Revising the MDT

“China has been arguably successful with its salami-slicing tactics that, according to the US think-tank Rand Corporation, the country has been blocked from accessing 30 percent of its EEZ.
Nick V. Quijano Jr.
Published on

Except for some certifiably keen defense policy wonks, many didn’t catch the strategic drift of the United States declaring last week it “will do what is necessary” to insure the resupply missions to the beleaguered BRP Sierra Madre go on.

Significantly, US National Security Adviser Jake Sullivan’s saying that the US has made it clear to China that its mutual defense treaty with the Philippines applies to the Sierra Madre is a breakthrough of sorts.

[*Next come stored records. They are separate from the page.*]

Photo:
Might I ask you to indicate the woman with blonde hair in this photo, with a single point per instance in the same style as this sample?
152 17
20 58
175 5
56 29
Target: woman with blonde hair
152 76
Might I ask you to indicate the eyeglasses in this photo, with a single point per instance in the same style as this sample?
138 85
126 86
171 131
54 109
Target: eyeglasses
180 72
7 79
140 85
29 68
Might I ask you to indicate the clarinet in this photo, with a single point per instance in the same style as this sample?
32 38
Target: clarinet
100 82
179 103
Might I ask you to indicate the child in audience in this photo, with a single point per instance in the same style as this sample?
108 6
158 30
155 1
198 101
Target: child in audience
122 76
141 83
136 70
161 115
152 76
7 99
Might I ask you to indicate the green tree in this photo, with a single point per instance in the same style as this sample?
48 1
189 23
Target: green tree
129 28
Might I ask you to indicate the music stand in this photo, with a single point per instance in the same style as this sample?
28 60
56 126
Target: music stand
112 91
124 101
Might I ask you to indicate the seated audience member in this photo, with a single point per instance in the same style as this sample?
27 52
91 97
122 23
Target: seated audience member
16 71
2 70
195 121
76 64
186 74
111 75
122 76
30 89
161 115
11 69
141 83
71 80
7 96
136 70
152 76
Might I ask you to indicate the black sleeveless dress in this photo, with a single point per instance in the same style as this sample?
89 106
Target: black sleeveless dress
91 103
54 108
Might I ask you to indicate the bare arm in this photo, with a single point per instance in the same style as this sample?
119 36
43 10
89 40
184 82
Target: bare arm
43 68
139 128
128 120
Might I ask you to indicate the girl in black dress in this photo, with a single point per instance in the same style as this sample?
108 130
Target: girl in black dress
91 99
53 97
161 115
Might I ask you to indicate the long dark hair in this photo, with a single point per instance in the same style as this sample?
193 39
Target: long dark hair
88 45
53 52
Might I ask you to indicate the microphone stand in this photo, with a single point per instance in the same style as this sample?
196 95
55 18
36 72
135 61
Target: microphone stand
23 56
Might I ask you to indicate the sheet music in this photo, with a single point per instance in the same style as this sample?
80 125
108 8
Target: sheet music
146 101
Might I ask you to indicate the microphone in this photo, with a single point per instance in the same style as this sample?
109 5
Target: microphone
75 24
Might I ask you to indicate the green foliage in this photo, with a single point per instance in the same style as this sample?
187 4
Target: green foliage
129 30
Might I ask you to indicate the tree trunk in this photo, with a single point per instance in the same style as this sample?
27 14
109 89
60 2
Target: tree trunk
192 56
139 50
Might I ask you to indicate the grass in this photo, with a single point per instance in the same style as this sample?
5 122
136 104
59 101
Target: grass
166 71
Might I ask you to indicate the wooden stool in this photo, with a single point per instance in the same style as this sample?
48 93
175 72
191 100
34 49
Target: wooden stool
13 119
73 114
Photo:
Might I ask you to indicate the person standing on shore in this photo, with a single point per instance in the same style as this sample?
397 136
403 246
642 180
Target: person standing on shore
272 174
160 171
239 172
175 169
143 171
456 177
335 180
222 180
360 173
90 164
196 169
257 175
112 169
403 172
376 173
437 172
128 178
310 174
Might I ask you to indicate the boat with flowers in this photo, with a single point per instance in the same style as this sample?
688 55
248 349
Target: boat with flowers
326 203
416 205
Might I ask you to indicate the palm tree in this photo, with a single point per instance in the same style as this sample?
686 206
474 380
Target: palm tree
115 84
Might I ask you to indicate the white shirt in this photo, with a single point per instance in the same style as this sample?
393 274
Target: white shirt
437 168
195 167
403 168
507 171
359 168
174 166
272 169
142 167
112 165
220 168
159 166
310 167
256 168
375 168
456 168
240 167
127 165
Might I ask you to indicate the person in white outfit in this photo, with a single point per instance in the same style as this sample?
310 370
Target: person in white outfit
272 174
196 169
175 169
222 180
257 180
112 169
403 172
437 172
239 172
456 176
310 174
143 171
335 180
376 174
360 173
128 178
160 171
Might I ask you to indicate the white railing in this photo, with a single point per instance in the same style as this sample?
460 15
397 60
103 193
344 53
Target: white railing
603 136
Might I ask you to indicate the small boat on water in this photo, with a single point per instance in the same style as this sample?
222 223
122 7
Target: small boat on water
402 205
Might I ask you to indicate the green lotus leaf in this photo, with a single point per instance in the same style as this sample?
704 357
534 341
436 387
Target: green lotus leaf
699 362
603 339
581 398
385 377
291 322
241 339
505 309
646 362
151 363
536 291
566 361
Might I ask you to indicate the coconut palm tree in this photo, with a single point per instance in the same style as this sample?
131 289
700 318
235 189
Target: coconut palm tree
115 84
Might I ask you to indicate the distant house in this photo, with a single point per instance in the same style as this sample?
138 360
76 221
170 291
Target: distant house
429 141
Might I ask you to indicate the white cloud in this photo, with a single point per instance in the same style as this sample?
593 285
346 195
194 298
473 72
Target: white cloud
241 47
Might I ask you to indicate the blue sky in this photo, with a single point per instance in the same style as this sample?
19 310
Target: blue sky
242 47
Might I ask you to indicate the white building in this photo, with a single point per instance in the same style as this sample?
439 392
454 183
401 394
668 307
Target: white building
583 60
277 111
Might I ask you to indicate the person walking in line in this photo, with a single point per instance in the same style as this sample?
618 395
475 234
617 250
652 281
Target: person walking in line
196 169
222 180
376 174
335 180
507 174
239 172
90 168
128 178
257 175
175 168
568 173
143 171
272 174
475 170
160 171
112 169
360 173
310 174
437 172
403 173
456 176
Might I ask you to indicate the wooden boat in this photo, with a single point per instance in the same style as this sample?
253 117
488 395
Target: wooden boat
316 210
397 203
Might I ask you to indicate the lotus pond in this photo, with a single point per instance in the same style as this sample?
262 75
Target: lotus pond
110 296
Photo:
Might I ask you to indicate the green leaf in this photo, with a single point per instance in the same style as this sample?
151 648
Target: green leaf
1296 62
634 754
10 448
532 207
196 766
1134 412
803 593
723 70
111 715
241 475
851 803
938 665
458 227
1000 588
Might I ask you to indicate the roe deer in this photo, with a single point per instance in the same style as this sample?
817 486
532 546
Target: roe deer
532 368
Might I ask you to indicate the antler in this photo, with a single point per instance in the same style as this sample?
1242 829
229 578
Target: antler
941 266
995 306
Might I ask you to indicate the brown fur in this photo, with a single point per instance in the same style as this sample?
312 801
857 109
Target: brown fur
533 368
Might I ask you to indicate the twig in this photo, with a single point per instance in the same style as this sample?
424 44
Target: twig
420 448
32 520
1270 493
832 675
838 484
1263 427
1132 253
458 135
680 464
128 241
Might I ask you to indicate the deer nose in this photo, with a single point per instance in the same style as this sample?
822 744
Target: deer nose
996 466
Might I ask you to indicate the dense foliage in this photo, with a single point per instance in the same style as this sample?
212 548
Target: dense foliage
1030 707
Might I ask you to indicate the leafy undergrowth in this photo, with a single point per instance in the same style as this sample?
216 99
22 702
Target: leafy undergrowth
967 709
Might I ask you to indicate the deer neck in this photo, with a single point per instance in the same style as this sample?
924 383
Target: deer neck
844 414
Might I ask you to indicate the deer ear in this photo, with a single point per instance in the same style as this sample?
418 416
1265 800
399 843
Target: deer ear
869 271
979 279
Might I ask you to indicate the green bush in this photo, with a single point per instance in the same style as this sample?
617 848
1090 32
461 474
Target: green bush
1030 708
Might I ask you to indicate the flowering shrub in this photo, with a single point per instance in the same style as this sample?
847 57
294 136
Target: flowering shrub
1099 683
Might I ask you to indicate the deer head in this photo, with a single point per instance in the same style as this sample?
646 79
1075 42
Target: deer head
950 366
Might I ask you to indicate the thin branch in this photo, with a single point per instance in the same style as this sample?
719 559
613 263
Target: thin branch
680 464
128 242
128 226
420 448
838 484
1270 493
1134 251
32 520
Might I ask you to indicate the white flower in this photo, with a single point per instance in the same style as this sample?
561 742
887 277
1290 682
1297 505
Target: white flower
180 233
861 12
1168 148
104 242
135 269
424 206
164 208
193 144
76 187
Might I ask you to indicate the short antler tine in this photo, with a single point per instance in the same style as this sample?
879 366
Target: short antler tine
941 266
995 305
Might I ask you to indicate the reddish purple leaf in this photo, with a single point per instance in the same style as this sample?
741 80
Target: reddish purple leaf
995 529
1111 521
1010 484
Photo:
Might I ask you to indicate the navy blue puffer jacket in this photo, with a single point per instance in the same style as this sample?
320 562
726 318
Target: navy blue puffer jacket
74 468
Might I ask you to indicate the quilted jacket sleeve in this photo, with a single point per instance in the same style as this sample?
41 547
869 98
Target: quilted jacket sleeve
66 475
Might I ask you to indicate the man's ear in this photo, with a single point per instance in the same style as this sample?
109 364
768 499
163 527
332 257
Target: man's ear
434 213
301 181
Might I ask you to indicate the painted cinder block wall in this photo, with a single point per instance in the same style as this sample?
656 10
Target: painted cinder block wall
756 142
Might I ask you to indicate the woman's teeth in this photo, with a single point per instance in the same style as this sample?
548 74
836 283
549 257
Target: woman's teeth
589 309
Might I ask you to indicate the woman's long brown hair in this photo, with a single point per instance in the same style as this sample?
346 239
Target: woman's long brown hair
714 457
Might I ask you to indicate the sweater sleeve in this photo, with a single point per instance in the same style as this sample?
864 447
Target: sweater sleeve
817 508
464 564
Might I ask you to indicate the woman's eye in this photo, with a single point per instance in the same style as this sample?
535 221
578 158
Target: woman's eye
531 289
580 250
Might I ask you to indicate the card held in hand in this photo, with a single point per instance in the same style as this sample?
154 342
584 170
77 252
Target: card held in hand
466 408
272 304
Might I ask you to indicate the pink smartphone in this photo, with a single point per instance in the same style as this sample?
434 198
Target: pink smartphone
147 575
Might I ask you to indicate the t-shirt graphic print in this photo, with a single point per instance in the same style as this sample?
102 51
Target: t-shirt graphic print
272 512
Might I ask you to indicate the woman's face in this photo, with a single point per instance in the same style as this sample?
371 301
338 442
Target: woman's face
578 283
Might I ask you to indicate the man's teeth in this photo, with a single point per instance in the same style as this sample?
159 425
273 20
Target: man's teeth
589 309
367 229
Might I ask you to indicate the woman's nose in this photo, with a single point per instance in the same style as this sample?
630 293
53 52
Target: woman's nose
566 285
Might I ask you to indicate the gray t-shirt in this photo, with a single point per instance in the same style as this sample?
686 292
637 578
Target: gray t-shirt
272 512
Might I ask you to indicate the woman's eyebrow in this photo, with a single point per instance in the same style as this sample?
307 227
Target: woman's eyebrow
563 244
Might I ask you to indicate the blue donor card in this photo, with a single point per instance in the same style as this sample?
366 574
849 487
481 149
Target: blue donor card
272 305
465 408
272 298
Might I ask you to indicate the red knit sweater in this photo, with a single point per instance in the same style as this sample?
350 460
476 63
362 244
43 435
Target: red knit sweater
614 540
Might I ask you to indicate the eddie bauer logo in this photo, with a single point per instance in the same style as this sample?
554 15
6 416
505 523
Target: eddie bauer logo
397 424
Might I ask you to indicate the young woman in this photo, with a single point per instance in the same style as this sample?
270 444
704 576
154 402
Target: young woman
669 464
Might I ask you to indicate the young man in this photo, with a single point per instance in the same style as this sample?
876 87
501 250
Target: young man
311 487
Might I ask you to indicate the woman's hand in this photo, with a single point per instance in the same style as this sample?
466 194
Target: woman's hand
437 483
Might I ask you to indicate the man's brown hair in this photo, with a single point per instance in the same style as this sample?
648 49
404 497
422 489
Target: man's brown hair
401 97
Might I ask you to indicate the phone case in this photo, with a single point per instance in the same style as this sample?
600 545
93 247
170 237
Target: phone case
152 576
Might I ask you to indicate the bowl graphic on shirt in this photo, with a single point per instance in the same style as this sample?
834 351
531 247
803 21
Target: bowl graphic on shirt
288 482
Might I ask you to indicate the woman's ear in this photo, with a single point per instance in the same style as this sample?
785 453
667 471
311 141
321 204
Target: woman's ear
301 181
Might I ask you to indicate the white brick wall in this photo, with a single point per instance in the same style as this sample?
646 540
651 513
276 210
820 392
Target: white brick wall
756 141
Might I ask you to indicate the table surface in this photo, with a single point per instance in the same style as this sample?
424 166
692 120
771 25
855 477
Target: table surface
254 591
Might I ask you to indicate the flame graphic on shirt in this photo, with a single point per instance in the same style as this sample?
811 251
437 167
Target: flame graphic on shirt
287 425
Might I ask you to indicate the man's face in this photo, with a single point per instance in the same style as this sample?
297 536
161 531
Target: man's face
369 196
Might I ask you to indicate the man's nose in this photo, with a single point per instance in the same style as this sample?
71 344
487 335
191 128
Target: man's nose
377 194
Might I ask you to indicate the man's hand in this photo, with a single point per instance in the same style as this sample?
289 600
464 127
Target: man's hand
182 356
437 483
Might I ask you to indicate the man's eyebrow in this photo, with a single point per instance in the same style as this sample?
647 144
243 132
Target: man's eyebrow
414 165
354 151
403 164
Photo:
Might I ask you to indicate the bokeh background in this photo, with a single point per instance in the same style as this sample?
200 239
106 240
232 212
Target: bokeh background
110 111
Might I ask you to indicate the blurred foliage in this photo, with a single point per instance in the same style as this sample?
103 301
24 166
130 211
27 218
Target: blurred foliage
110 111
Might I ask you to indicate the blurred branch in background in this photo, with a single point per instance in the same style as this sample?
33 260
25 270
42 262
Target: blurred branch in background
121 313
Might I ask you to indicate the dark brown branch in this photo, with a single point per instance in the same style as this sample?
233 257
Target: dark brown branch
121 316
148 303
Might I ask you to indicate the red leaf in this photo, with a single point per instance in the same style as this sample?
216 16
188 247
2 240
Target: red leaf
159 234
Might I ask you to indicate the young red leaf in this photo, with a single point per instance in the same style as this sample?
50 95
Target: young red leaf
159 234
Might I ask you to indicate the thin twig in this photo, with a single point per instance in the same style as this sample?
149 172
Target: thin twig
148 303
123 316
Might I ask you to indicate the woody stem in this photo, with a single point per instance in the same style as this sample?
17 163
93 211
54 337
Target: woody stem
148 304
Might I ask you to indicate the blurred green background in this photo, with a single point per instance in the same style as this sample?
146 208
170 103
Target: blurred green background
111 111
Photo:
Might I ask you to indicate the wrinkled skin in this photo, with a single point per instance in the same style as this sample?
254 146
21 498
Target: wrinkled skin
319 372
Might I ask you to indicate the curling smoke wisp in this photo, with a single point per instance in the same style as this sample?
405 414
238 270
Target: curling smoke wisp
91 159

Here, the immediate impact is that it’s the first time the US is suggesting that Chinese harassment and attacks on civilian ships regularly supplying the Marine contingent on the Sierra Madre now counts as an “armed attack.”

Sullivan’s remarks are a dramatic reversal from the deliberate amorphous American statements about the types of Chinese gray zone actions that might trigger US military intervention.

Before Sullivan’s remarks, the Biden administration, though it had consistently insisted that intervention triggers included an “armed attack” on Philippine military or coast guard vessels, had not said anything specific about what constituted an “armed attack.”

Yet, Sullivan’s remarks now even suggest the possible involvement of the US coast guard or Navy as escorts of Ayungin Shoal resupply missions.

If such a revised US posture undoubtedly sends a strong message to China to think twice before further escalating tensions in the WPS, other important strategic prospects are involved.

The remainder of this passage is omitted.